ITIL Service Delivery and Support Solutions
How IT Gets Done
Your IT Infrastructure provides the services that support all of your business processes. From application hosting to desktop support, the smooth delivery of IT services is crucial to keeping your business running. Effective IT service delivery management will maximize efficiency and stability, securing an edge against your competition. We understand the industry-accepted best practices to manage the delivery of IT Infrastructure services, and can assist you to implement these practices in your environment.
The IT Infrastructure Library (ITIL) is a set of guidelines for service management that have been widely adopted by forward-looking enterprises. These guidelines address the fundamental processes of both Service Delivery and Service Support. The Service Delivery components are shown in the figure below.

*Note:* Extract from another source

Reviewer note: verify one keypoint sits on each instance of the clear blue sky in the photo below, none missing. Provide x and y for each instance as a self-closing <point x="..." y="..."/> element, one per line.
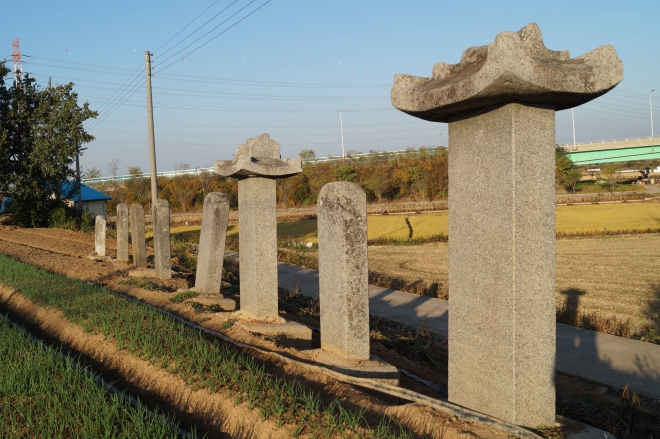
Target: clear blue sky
<point x="289" y="68"/>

The core Service Support processes are shown in the figure below.
We Can Help
At Vivatas, we have hands-on experience implementing these best-practice processes in world-class enterprises. We know how to bring the abstract process definitions down to the real world of IT service delivery. We know how to select, customize, and deploy the tools that will best support these processes. We can integrate these tools to your existing enterprise systems, and we can train your staff to use them effectively.
Here are some examples of projects we have implemented to improve the IT Infrastructure service delivery for our clients:
- Automated Desktop Support infrastructure: We deployed an integrated collection of tools to manage every desktop and laptop in the company, supporting automated inventory discovery, software distribution, application protection and healing, remote control capability for the service desk, and complete standard image management.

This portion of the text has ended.